Pro-nuclear supporters talk about the hardened dome surrounding nuclear reactors. But it’s the spent fuel pools where radioactive waste is stored on site that are so potentially dangerous. Many are not in containment vessels and are stored in aboveground pools, with nothing more than a standard shopping center building protecting them. If terrorists were to plow even a small plane into a spent fuel pool, the pool could spontaneously combust. The fire could rage uncontrollably from four days to two weeks, all the while emitting a radioactive plume, depositing radioactive waste over a 300-mile area—contaminating it and rendering it uninhabitable for as much as 300 years.
HS:
Many experts think nuclear power is an efficient and more environmentally-friendly alternative to diminishing resources like oil and coal, so what’s an alternative?
CB:
Long Island is agressively pursuing solar and wind power which is clean, safe and renewable. Right now they’re building gas-powered plants in New York, which are much safer and cleaner in the sense that they don’t create radioactive waste that nobody knows what to do with. And in case people use the argument that “we’re creating a national repository in Yucca Mountain [Nevada],” the proponents of Yucca Mountain would like you to believe that they’re emptying the 103 reactor sites around America, they would love you to believe that these spent fuel pools are going to be emptied, and all put in one repository so now we only have to worry about one site. Nothing could be further from the truth. The fact is, we will still have spent fuel being stored in the 103 nuclear reactors around America, but we’ll also have truckloads on the highways going through small towns, going through every part of America on their way to Yucca Mountain, creating mobile nuclear targets. Yucca Mountain is not a solution, because the containment vessels are only good for 250 years.
HS:
Are you saying we’re sitting ducks?
CB:
My feeling is that we’ve got to start phasing them out in the areas where the populations are the greatest, where we have the most to lose.
One of the reasons people say that nuclear power is cheap is because the government subsidizes the nuclear industry. And if the government were to offer the same kinds of subsidies to other forms of renewable energy, then renewable energy wouldn’t be expensive either! Every single American should know there’s not one single private insurance company that will insure your home, your business, or your life if you live near a nuclear power plant.
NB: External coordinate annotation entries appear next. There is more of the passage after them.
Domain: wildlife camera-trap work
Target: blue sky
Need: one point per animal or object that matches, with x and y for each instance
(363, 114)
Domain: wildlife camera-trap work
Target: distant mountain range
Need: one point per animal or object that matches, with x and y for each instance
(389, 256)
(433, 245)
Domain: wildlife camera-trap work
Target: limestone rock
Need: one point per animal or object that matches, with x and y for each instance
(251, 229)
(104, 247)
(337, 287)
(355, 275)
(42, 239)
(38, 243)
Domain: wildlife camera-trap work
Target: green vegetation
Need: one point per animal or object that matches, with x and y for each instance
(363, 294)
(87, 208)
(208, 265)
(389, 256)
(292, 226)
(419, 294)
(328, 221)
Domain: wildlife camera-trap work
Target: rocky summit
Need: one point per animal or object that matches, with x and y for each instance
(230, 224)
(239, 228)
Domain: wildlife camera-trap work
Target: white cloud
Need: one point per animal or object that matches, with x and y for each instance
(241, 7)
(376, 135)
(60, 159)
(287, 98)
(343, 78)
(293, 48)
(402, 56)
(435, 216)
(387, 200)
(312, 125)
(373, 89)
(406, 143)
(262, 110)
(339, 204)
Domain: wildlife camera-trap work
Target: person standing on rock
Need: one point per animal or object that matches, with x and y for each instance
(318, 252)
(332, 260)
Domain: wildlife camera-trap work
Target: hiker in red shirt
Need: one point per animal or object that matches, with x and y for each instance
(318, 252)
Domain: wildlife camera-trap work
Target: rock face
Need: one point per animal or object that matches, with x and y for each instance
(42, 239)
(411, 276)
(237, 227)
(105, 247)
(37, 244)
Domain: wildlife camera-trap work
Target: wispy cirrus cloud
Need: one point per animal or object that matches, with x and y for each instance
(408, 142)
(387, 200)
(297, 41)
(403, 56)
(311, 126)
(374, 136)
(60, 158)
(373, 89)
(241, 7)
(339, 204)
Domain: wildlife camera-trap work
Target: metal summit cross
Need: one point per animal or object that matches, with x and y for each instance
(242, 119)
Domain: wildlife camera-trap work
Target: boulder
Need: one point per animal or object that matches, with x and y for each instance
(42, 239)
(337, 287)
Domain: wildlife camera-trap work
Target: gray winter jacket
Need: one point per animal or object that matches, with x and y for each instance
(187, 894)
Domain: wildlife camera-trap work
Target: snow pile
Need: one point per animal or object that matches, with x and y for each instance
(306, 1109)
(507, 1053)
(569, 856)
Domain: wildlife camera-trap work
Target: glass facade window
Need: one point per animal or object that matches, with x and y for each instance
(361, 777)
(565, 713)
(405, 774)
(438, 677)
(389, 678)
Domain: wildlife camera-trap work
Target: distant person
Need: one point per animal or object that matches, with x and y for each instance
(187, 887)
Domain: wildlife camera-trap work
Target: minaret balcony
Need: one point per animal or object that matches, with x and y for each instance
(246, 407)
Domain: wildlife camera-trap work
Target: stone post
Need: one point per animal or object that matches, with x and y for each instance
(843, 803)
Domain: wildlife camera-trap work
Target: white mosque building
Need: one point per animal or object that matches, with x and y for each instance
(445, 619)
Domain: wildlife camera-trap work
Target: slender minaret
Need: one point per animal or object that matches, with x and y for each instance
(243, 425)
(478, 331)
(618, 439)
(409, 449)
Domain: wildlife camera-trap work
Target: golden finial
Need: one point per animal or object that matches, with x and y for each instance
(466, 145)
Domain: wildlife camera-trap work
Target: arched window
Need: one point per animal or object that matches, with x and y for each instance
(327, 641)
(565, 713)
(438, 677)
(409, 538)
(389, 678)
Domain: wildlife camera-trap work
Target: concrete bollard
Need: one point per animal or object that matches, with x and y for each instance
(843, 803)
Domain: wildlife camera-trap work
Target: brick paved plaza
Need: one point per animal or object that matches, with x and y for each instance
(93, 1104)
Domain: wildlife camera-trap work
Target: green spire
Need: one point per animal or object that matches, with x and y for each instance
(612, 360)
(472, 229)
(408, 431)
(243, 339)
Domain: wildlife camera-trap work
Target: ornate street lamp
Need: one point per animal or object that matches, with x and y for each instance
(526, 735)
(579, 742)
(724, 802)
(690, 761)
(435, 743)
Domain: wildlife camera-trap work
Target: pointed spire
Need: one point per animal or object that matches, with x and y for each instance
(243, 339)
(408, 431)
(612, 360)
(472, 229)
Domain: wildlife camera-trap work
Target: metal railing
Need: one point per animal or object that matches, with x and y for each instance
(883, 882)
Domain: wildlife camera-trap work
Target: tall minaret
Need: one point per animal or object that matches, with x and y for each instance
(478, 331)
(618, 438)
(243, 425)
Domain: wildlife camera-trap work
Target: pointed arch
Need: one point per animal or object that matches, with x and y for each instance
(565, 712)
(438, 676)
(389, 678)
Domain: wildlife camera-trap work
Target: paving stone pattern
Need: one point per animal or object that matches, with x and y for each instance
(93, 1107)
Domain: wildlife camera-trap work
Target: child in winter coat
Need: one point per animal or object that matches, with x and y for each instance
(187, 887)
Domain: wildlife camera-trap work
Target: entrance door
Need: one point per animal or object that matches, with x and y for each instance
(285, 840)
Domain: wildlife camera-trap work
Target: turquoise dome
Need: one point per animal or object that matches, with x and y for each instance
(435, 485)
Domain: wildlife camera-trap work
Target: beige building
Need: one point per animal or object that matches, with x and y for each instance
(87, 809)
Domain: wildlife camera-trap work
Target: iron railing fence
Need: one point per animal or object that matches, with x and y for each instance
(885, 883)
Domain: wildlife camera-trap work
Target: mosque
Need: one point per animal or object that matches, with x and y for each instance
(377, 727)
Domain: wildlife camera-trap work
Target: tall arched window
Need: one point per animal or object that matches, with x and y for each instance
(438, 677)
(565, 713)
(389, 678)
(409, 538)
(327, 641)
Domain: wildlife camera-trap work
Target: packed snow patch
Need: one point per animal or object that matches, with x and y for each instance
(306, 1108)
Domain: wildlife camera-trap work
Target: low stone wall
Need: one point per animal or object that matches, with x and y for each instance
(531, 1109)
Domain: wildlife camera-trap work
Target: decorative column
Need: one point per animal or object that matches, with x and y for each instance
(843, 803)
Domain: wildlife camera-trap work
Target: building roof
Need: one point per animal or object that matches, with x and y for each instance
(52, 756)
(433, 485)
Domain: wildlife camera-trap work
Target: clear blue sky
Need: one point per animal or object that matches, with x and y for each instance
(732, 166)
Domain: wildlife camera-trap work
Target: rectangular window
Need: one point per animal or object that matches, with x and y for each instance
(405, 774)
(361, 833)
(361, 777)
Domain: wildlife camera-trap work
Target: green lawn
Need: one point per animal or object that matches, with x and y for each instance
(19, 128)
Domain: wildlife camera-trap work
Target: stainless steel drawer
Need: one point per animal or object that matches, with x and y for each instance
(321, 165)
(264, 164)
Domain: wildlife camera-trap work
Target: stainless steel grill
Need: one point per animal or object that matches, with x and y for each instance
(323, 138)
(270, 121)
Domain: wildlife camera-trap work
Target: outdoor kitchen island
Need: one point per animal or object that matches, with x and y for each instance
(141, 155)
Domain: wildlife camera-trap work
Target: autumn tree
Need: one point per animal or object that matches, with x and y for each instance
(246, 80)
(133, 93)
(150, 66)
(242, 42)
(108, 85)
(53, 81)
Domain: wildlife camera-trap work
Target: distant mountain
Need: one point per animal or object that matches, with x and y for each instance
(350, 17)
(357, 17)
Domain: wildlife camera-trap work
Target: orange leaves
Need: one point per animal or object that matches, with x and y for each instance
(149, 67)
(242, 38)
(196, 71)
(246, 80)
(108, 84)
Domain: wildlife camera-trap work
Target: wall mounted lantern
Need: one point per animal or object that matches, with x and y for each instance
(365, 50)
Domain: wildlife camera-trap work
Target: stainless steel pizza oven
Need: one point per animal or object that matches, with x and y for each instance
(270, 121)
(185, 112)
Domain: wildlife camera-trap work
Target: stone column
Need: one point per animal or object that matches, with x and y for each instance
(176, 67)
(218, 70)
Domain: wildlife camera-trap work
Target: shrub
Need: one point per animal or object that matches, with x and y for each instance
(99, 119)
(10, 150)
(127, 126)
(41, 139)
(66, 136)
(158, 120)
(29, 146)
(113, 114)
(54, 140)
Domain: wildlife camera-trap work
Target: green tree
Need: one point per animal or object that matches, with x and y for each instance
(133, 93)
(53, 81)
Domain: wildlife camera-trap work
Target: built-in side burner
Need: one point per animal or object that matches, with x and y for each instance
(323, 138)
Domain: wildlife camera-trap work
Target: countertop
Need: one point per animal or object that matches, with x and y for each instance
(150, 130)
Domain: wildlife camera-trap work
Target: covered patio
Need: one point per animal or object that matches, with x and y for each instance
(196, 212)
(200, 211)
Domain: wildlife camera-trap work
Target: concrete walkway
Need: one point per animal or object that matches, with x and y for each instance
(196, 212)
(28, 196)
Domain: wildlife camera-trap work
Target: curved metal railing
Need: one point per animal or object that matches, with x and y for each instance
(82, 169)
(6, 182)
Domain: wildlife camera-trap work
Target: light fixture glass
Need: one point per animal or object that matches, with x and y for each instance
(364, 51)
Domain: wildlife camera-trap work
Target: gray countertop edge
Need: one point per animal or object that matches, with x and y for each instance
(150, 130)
Bobby Kennedy, Jr., and Riverkeeper commissioned a study that proved that there’s enough electricity on the grid so if they turned off Indian Point today, we’d have enough to make it through the entire summer, even with people running their air conditioners. The STAR Foundation is working with LIPA on an offshore wind program that’s proving to be very successful and these technologies make so much more sense than nuclear power, nobody would attack a windmill, but if they attacked a reactor the consequences would be profound.